É certo que, no presente caso, não estamos perante situação totalmente correspondente à prevista nos arts. 37º e 38º do DL nº 43335, visto que a linha de alta tensão não passa sobre o prédio do Autores, mas sim, conforme alegam, a 20 metros do mesmo, sendo certo, no entanto, que estes consideram existir uma oneração do seu direito de propriedade por ocorrer uma desvalorização do valor do imóvel e danos para a sua saúde e tranquilidade.
Certo é que em situações semelhantes à que aqui está em causa este Tribunal dos Conflitos já se pronunciou no sentido de ser atribuída a competência aos tribunais comuns, no acórdão de 19.06.2014, Proc. nº 09/14 (cfr. igualmente o acórdão do STJ de 10.11.2011, Proc. nº 1168/06.8TBMCN.P1.S1 no qual não esteve sequer em causa a competência da jurisdição comum).
Sumariou-se naquele acórdão o seguinte: «São da competência material da ordem dos tribunais judiciais as acções que – independentemente da forma de processo e da circunstância de ter ou não havido um prévio juízo arbitral, impugnado em via de recurso pelo interessado – têm como objecto o arbitramento da justa indemnização devida ao proprietário pela oneração do seu direito, determinante da desvalorização do bem pela constituição lícita de uma servidão administrativa por acto de entidade concessionária de serviço público, mesmo que aquela não seja decorrência de um precedente processo expropriativo.».

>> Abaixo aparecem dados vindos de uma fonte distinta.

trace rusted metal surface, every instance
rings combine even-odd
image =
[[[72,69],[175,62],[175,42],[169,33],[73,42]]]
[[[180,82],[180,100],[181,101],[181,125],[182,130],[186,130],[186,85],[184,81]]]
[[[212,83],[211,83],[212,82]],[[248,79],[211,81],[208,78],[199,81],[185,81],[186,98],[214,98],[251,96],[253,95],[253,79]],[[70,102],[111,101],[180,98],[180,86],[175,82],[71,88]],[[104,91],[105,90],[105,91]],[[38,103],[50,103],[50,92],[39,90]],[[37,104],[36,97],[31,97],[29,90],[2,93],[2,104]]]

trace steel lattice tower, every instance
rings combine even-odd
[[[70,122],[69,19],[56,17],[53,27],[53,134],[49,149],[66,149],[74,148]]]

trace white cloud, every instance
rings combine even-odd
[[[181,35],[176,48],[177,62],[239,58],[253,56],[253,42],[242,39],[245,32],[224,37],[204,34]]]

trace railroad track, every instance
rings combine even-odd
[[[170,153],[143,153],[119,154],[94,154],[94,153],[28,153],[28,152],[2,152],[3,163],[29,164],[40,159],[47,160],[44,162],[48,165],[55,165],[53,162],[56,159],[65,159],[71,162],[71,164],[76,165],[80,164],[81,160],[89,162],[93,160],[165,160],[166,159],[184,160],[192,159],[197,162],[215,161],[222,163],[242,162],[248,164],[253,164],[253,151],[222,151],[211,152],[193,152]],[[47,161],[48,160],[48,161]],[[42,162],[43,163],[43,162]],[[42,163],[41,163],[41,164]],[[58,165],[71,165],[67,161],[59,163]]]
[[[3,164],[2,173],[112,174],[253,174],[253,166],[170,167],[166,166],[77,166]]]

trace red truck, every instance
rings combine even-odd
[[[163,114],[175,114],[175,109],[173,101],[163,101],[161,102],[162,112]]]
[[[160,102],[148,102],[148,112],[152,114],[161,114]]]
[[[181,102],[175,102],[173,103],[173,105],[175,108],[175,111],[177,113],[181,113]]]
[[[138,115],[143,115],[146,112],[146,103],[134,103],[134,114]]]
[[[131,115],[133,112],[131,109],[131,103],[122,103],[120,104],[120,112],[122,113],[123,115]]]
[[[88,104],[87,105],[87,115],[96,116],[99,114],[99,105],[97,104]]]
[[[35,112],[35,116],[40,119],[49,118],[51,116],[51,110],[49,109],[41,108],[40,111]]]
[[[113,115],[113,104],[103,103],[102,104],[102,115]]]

No presente caso não está sequer em causa qualquer servidão administrativa, mas afiguram-se estar presentes as mesmas razões de direito naquele acórdão referidas, ao expender-se, nomeadamente, “tal como ocorre na fase do processo expropriativo tradicionalmente atribuída aos tribunais judiciais, o objecto da presente acção visa apurar e efectivar a obrigação de indemnização de uma entidade que exerce funções administrativas por acto lícito, que determinou a ablação ou oneração da propriedade em nome da realização de um interesse público, gerando uma desvalorização do bem – que carece de ser ressarcida, de modo a assegurar-se a tutela efectiva do direito de propriedade.
Deste modo, não se inscrevendo a acção em nenhuma das alíneas do nº 1 do art. 4º do ETAF, que permitam submeter o litígio ao âmbito da jurisdição administrativa, e sendo da competência dos tribunais judiciais conhecer e decidir as causas que não sejam atribuídas a outra ordem jurisdicional, conclui-se que a competência material para conhecer da presente acção cabe à jurisdição comum.

Pelo exposto, acordam em julgar competente para apreciar a acção o Tribunal Judicial da Comarca do Porto Este - Instância Central Cível de Penafiel, Juiz 4.
Sem custas.

Lisboa, 5 de Julho de 2023. – Teresa Maria Sena Ferreira de Sousa (relatora) – Maria dos Prazeres Couceiro Pizarro Beleza.